The company's majority shareholder plans to acquire remaining shares. 

Retailer Verimark said on Monday that its majority shareholder, the Van Straaten Family Trust, plans to acquire the remaining shares and delist the company from the JSE. 

Verimark said it had received notice from the Van Straaten Family Trust, which owns a more than 50 percent shareholding, that it planned to acquire the remaining minority interests in the company.

Verimark’s share price jumped more than 17 percent to R1.07 on Monday morning after the announcement. 

The Van Straaten Family Trust is linked to Michael van Straaten (pictured), the founder and CEO of Verimark. 

“Shareholders are advised that the company has received notice from its controlling shareholder, the Van Straaten Family Trust, of its conditional, non-binding intention to acquire the minority interests in the company and thereafter apply for its delisting from the JSE,” Verimark said in a statement. 

Verimark – the company behind Bauer (cookware), Floorwiz and Genesis (cleaning equipment) as well as i-Play (educational toys – didn’t provide reasons for wanting to delist from the JSE. 
Verimark’s board of directors has established an independent board to consider the terms of the proposal by the Van Straaten Family Trust. 

The company announced its intentions of going private after it released results for the six months ended August 31, 2018. 

Its revenue fell 1 percent to R207.5 million from R209.7 million due to lower consumer confidence and an economy that has recently slipped into a recession in the second quarter of 2018.  Verimark has recorded a loss before taxation of R2.8 million compared with a profit of R2.2 million in 2017. 

Verimark said most retailers tightened up on their stock holding, resulting in lower sales into stores.

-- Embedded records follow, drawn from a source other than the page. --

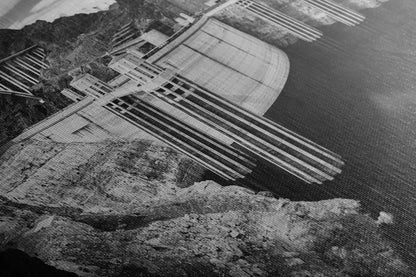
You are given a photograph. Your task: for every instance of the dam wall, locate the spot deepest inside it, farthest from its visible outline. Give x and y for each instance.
(235, 65)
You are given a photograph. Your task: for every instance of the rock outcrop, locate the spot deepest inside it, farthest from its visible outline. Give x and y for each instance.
(129, 209)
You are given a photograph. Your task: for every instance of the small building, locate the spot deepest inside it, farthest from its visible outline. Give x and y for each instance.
(134, 68)
(90, 85)
(73, 95)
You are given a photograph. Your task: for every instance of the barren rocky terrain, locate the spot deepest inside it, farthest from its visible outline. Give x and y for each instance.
(138, 209)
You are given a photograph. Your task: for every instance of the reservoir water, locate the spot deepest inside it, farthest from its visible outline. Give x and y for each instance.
(355, 93)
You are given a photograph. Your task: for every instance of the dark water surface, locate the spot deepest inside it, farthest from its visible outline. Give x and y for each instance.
(355, 93)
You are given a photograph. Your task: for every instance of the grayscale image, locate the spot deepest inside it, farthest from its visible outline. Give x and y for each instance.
(233, 138)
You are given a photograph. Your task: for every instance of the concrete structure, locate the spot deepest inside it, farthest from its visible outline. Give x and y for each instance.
(228, 62)
(91, 86)
(337, 12)
(155, 37)
(232, 125)
(73, 95)
(19, 72)
(295, 27)
(202, 93)
(127, 32)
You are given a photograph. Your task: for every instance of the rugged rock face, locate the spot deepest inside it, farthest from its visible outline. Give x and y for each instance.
(126, 209)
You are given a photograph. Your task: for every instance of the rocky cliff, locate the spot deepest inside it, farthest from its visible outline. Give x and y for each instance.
(71, 42)
(131, 209)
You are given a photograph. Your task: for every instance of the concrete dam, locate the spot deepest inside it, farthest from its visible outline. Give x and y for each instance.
(203, 93)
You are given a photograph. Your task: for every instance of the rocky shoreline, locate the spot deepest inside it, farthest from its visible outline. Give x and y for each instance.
(63, 207)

Verimark’s profitability is impacted by rand exchange movements as it imports more than 90 percent of its products. 

“The first six months trading has been tough for Verimark as for most import retailers given the volatility of the rand against foreign currencies. The South African economy is in a technical recession and consumer confidence has suffered as a result.”

No dividends were declared.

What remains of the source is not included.